# Temp Question



## Blackout (Apr 8, 2011)

Hello I am new to MIMB but already very impressed with all the how to's. I have a 2005 750 brute and just put on a water temp gauge and was wondering how hot was to hot? We sometimes ride all day and my radiator will get a little clogged and my lite comes on but the bike doesn't seem that hot.


----------



## bayou_boy_22 (Mar 13, 2009)

welcome. we have a few threads on this topic but most bikes the fan comes on around 220 and shuts off at 200. you should not let your bike get much hotter than the 220 or you will mess something up.


----------



## Blackout (Apr 8, 2011)

*thanks*

I have my fan wired where it runs all the time. I read the other threads i could find, and just couldn't find a general agreement on what people thought was a terminal number.

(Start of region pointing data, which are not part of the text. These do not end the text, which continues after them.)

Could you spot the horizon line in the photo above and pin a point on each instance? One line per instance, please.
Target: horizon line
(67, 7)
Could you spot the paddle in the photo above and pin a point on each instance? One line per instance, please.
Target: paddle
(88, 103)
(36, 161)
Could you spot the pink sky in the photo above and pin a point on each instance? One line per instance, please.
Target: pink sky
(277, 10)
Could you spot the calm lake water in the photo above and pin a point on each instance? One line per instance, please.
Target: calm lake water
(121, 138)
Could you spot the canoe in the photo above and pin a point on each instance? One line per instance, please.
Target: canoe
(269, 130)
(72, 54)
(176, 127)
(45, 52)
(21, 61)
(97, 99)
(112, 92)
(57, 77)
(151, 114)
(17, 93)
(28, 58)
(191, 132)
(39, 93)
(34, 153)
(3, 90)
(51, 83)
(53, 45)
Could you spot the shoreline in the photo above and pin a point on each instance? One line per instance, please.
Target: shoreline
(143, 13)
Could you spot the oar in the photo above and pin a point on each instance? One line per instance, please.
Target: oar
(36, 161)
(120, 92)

Thank you very much for replying.


----------



## NMKawierider (Apr 11, 2009)

Yeah 220 is about as hot as you want to let it although it will go over that sometimes. If the light is coming on, its exceeding Kawasaki's recommended range. So it needs to come down. A good power wash of the radiator from both sides especialy in the corners works wonders. Engine Ice also helps. Racking it realy helps!


----------



## Blackout (Apr 8, 2011)

*Thanks again*

Moving the radiator is next on my list with some snorkels from the how to section. I have to pull my plastics and wash the radiator about every three or four rides. The pits we ride in are clay mines and the radiator doesn't like all that clay.


----------



## NMKawierider (Apr 11, 2009)

Blackout said:


> Moving the radiator is next on my list with some snorkels from the how to section. I have to pull my plastics and wash the radiator about every three or four rides. The pits we ride in are clay mines and the radiator doesn't like all that clay.


Wooo...yea and when that clay bakes dry, its hard to get out...yep, I know what you mean. Time to put her up-top.


----------